Doubts, answers, missed laws: delayed protection for minors
The correspondence, which emerged from the records, shows an internal debate at Big Tech since 2017
Key points
At the trial a flood of internal emails from employees worried about thewellbeing of users, that of their children, and the scarce resources invested in the safety of teenagers. Among them, that of an executive from Meta's design department who wrote directly to Mark Zuckerberg reporting that she would not "sleep at night" if she did not tell him of her concerns. One of her two teenage daughters, in fact, had also been hospitalised twice for body dysmorphism, and - according to her - the social network should have eased the pressure on unattainable beauty models to minimise possible risks for minors.
'One day, looking back,' the woman wrote, 'I hope we can be proud of the decisions we made'. A sentence that sounds like a warning, while the 'Team Teens' created by Zuckerberg was all about investing in engineers, enlisted to keep teenagers glued to their screens and study new solutions to not lose users.
The documents
In an email dated 1 April 2020, Zuckerberg himself called it 'patronising' to limit people's ability to present themselves as they wanted, referring to the internal discussion on whether or not to keep thebeauty filters on Instagram. 'I'm not sure,' he continued, 'that at this point it's easy to change the setting.' For Zuckerberg, there was no clear data on the harm of using the filters or the operation of his algorithms.
In some internal emails in 2018, studies were cited for which the use of social media would have the same effect on adolescent depression as 'eating potatoes'. An underestimation of the risk, in the light of the latest judgments, had resulted in a dense correspondence that shows a heated internal debateas early as 2017 and an attempt to shift external concerns to other fronts. Meta executives monitored the news coming out of major media outlets around the world and the legislation passed, trying to find 'plausible' answers to agree on in their public releases.

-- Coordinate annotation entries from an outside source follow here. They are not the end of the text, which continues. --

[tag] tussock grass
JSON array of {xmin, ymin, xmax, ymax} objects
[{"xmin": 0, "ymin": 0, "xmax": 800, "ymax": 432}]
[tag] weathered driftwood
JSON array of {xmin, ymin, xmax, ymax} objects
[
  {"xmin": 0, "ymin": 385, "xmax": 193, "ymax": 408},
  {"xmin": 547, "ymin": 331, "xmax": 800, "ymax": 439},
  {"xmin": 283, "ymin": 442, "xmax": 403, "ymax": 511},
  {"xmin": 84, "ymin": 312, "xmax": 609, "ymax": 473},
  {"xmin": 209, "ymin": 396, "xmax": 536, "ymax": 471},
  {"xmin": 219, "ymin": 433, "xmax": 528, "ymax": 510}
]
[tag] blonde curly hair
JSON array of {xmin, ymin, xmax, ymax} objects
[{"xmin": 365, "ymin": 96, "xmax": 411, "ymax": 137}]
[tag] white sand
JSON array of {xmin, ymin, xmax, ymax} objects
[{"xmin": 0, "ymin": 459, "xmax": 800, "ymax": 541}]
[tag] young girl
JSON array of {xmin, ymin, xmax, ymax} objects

As early as 2018, the research team was looking for scientific arguments to counter the narrative of "social media addiction", arguing that the causes should also be sought elsewhere, for example, in social inequalities or individual health problems. A script that did not seem to hold up in the face of much scientific evidence and criticism from Meta's own top management, who wrote: 'The fact that we have age limits that are not respected makes it difficult to claim that we are doing everything possible'. Meta's wellbeing managers, for whom low investments were intended compared to engineering ones, continually raised questions and doubts, demonstrating that they cared about the problem, but could not do enough: "Is there any way to immediately redirect a person to support if they try or try to postself-harming content, instead of showing it to them?"; or even: "We cannot put all the blame on the user, without acknowledging our role in the problem". And again: 'The fact that we say we don't allow children under 13 access to our platforms, but have no way to enforce it, is simply indefensible'.